O cortiço de nossos dias

O cortiço de nossos dias

Contos inéditos de Dalton Trevisan testemunham a degradação dos excluídos

Fabiano Calixto

“Olha, bem, ele tá vivo… Vejam até mexendo a cabeça! Tá vivo!
Me inclino e – oh, não – afogo um engulho: ali um ratão negro pinicando a orelha do meu querido irmão. Por isso balançava de leve a cabeça.”

Essa é uma das fortes cenas de “A Desgraça de Zeno”, um dos contos de Violetas e Pavões, nova coletânea de Dalton Trevisan.

O livro é composto de 22 contos nos quais o autor esmiúça a vida marginal (aquela à margem) e sua fauna, e, talvez como contrapeso, também compõe momentos de extremo lirismo e erotismo. Ao mesmo tempo em que há malandros, prostitutas, psicopatas e gente sem perspectiva em geral, também há a mulher que sonha imensos orgasmos com outra, sem que essa exista de fato; a névoa que veste os sonhos é o leito onde o ato de amor ocorre (“Lábios Vermelhos de Paixão”).

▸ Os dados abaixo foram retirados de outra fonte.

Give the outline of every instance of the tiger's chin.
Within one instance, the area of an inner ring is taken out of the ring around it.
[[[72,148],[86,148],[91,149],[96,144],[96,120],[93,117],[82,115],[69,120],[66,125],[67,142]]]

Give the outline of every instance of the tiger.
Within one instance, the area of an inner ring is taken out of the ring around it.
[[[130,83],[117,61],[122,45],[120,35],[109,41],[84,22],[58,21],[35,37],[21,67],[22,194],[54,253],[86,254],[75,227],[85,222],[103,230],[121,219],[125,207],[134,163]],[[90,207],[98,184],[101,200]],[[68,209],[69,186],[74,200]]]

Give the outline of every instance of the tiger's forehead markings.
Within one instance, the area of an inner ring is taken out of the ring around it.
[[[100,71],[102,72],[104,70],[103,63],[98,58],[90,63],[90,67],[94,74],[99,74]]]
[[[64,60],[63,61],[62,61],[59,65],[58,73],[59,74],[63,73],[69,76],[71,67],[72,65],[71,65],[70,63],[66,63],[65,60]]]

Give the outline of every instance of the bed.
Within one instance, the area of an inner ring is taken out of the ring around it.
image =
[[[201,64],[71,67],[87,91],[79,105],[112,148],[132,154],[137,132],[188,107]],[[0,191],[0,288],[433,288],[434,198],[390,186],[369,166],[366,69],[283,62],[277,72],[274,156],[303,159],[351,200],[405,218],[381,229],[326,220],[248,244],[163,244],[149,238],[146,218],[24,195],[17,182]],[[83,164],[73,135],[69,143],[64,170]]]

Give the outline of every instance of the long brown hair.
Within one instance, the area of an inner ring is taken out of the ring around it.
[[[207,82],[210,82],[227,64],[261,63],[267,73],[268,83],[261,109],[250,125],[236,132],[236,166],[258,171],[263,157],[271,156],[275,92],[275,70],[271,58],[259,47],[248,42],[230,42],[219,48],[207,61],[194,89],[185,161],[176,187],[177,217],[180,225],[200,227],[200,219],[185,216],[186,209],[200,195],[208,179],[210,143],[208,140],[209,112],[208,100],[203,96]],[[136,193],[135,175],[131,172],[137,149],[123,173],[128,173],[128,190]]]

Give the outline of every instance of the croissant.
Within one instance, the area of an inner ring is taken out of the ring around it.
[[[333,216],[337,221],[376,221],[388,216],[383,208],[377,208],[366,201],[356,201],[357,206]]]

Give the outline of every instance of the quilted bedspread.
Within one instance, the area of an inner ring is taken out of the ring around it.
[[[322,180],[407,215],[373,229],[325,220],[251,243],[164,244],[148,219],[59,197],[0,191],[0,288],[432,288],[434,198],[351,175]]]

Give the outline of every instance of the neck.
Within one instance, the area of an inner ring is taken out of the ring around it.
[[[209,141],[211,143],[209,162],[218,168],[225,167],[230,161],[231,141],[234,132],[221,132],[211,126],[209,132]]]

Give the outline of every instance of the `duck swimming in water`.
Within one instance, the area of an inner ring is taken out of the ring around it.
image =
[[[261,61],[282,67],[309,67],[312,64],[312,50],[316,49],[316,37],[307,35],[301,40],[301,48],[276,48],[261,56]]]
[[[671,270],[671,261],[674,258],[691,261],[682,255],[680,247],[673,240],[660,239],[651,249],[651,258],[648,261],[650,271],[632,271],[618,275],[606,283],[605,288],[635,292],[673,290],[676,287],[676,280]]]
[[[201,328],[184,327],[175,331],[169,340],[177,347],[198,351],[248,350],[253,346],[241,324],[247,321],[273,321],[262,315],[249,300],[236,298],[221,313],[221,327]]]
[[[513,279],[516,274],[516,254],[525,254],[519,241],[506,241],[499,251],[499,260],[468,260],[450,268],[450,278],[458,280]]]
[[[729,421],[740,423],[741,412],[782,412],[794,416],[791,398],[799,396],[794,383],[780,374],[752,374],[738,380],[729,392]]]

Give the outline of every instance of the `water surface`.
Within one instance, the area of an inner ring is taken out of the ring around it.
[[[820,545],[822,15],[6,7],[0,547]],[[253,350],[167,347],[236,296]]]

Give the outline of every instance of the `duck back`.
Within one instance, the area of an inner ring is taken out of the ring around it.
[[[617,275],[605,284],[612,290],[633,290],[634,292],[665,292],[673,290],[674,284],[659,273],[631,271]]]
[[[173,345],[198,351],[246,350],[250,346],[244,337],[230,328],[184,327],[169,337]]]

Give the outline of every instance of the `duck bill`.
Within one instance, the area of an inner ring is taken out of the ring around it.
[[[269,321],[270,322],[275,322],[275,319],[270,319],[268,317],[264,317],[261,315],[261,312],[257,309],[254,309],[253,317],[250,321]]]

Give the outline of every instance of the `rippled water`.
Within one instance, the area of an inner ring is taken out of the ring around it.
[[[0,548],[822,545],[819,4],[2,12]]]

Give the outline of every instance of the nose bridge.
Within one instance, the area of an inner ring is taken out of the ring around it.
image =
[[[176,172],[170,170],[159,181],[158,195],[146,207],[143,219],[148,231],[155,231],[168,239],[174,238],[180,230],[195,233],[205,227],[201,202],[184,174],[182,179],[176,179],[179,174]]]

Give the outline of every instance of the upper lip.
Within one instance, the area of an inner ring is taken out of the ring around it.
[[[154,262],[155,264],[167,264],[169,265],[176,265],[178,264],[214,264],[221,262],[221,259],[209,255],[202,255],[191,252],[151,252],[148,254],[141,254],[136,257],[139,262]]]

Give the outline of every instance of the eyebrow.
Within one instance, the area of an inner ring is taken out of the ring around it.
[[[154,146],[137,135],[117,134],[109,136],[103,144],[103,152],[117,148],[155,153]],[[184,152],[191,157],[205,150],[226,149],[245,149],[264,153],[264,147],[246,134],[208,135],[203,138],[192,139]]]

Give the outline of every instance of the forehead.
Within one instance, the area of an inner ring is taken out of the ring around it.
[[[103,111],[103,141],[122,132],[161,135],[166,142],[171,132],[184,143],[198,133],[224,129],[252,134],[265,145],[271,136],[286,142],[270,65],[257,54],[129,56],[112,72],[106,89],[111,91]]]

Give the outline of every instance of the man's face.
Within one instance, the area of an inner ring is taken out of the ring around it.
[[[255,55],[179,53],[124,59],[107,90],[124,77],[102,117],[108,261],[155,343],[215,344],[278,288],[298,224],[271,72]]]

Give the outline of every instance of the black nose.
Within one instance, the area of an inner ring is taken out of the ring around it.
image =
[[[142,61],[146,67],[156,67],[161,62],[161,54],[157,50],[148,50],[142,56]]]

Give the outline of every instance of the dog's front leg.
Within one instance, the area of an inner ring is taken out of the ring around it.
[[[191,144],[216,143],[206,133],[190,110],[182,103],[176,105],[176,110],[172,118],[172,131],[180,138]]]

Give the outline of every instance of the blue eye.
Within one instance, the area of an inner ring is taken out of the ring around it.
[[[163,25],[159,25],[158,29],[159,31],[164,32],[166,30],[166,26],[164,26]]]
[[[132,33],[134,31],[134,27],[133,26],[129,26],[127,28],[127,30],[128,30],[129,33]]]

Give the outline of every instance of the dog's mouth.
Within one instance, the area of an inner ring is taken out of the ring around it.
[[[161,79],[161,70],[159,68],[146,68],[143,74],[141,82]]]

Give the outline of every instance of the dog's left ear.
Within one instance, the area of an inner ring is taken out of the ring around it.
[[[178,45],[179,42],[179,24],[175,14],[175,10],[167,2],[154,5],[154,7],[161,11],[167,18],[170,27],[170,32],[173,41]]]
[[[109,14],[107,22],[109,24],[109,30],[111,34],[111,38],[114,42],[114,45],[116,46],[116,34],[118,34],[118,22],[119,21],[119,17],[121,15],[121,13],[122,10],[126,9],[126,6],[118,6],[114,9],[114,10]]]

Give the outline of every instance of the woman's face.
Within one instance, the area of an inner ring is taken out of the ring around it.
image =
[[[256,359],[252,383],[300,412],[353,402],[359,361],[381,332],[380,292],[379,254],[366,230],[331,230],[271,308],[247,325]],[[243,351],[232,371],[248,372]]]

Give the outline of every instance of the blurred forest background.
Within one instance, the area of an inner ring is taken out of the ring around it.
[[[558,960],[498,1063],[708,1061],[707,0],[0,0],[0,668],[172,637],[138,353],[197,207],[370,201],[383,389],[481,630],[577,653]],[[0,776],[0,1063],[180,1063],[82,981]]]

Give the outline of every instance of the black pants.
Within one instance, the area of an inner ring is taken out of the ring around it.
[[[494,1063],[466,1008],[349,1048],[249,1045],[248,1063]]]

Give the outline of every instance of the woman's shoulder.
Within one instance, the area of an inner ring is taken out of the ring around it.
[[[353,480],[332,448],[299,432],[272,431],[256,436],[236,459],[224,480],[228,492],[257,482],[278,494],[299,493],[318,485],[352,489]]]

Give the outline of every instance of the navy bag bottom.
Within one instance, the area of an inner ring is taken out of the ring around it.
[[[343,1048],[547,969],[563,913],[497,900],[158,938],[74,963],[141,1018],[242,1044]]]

Os contos, por meio da famosa lavoura elíptica do autor, tecem uma sequência binária, as violetas e os pavões (que ecoam a todo momento a ideia de “putas” e “cafetões”, que por sua vez guarda o sentido de hierarquia entre o opressor e o oprimido), as personae masculina e feminina, a violência e o lirismo, que vão se revezando em sua cruzada à perene vertigem da experiência humana. Um livro habitado pelos fantasmas que, talvez, mais assombrem o nosso tempo: o medo e a solidão.

Um dos contos mais interessantes é “Mocinha Perdida de Amor”, que abre a coletânea. A narradora descreve o encantamento de sua colega Denise com a sensação de ser a musa de um poeta, um gentleman, mas incompetente na arte de compor versos. Com algum conhecimento de causa, a narradora descreve o tal “poeta”: “Muito fino, muito culto, muito cavalheiro. Mas, ai de mim, muito mau poeta. E isso – aprendi com o senhor aqui citado – não merece perdão”. O “senhor” ali citado é outro poeta, este, sim, talentoso, cuja musa é ninguém mais senão a narradora que, entre o esnobismo e o orgulho, confere desprezo ao poeta “da outra”, que jamais poderia chegar ao êxtase.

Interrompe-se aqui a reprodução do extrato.